Simulating discrete and continuous populations

how-to
notes
genetics
How to simulate populations
Author

Temi

Published

May 13, 2022

show code
library(gtools) # a library

Introduction

Oftentimes, we want to simulate populations in order to do some analysis. In this demo, I go over a, perhaps, crude way to mimic discrete and continuous populations. Before simulating, we need to know what a population is. In genetics, a population is a grouping of individuals based on some similarity in allele frequencies between them. Of course, there are many other definitions of what a population is. In this demo, I will use the definition based on allele frequencies.

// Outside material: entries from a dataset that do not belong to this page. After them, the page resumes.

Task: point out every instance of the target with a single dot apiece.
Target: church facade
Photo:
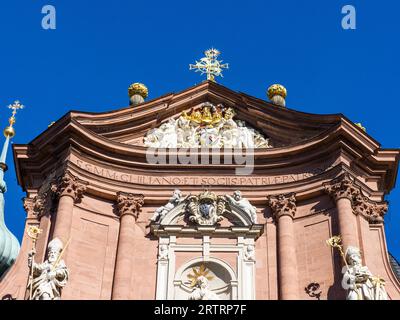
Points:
(204, 194)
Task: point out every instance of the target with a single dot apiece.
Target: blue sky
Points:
(100, 47)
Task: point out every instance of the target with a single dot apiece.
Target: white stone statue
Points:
(50, 276)
(205, 127)
(202, 290)
(250, 253)
(359, 281)
(244, 204)
(160, 213)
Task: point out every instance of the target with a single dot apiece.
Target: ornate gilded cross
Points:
(200, 272)
(210, 65)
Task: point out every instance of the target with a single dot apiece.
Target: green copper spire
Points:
(9, 245)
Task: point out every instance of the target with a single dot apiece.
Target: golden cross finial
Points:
(9, 131)
(210, 65)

One way to generate allele frequencies that mimic that seen in typical populations is to use the \(F_{ST}\), AKA the fixation index, AKA F-statistic. \(F_{ST}\) measures population differentiation as a result of genetic structure. Values range between 0 and 1, and higher values mean that two populations are highly similar. There are many definitions of \(F_{ST}\), depending on what you are discussing - and I am still learning about most of them. In this case, however, I am primarily concerned with allele frequency-related definitions.

Simulating discrete populations

To simulate populations based on the definition of \(F_{ST}\), one thing we can do is to simulate an ancestral population’s allele frequencies. This is similar to having a founder population from which every other population descends. Afterwards, we can simulate different populations from this ancestral population. This follows from the Balding-Nichols model.

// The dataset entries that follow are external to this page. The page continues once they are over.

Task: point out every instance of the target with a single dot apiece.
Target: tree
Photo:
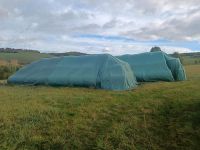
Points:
(155, 49)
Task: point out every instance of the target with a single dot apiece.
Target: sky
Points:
(100, 26)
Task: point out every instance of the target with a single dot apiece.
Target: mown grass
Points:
(154, 116)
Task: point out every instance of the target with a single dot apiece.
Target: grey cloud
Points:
(40, 21)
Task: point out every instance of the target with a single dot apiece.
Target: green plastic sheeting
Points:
(155, 66)
(99, 71)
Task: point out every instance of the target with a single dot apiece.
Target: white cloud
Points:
(50, 25)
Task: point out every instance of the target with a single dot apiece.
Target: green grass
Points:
(154, 116)
(23, 57)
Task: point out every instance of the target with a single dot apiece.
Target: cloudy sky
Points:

\[\begin{align} Beta(\frac{1-F}{F}p, \frac{1-F}{F}(1-p)) \end{align}\]

Assume that we have 500 alleles/loci, and 4 populations, and we intend to simulate 1000 individuals from each of these populations. We can define our \(F_{ST}\) to be, say, 0.09 between populations 1 and 2, 0.19 between populations 1 and 2, and population 3, and 0.4 between all these populations, and population 4. Therefore, populations 1 and 2 will be closely related, and different from population 3, and all of them will be different from population 4.

show code
M <- 500 # number of alleles or SNPs
n_pops <- 4 # number of populations
N <- 1000 # 20 individuals in each n_pops
f_pop12 <- 0.09
f_pop3 <- 0.19 # a third, distant, unrelated population
f_pop4 <- 0.4 # a fourth population

When we make plots of the allele frequencies of these populations, we expect high correlations between populations 1 and 2, and not-so-high correlations when we compare with the other populations 3 and 4.

We can generate some random minor allele frequencies (MAFs) to be the ancestral allele frequencies, and generate independent draws from the distribution of the ancestral allele frequencies, based on the equation above.

show code
ancestral_allele_freqs <- runif(M, 0.01, 0.5)
sh1 <- ((1-f_pop12)/f_pop12)*ancestral_allele_freqs
sh2 <- ((1-f_pop12)/(f_pop12))*(1-ancestral_allele_freqs)
pop1_allele_freqs <- rbeta(M, shape1 = sh1, shape2 = sh2)
pop2_allele_freqs <- rbeta(M, shape1 = sh1, shape2 = sh2)
pop3_allele_freqs <- rbeta(M, shape1 = ((1-f_pop3)/f_pop3)*ancestral_allele_freqs, shape2=((1-f_pop3)/(f_pop3))*(1-ancestral_allele_freqs))
pop4_allele_freqs <- rbeta(M, shape1 = ((1-f_pop4)/f_pop4)*ancestral_allele_freqs, shape2=((1-f_pop4)/(f_pop4))*(1-ancestral_allele_freqs))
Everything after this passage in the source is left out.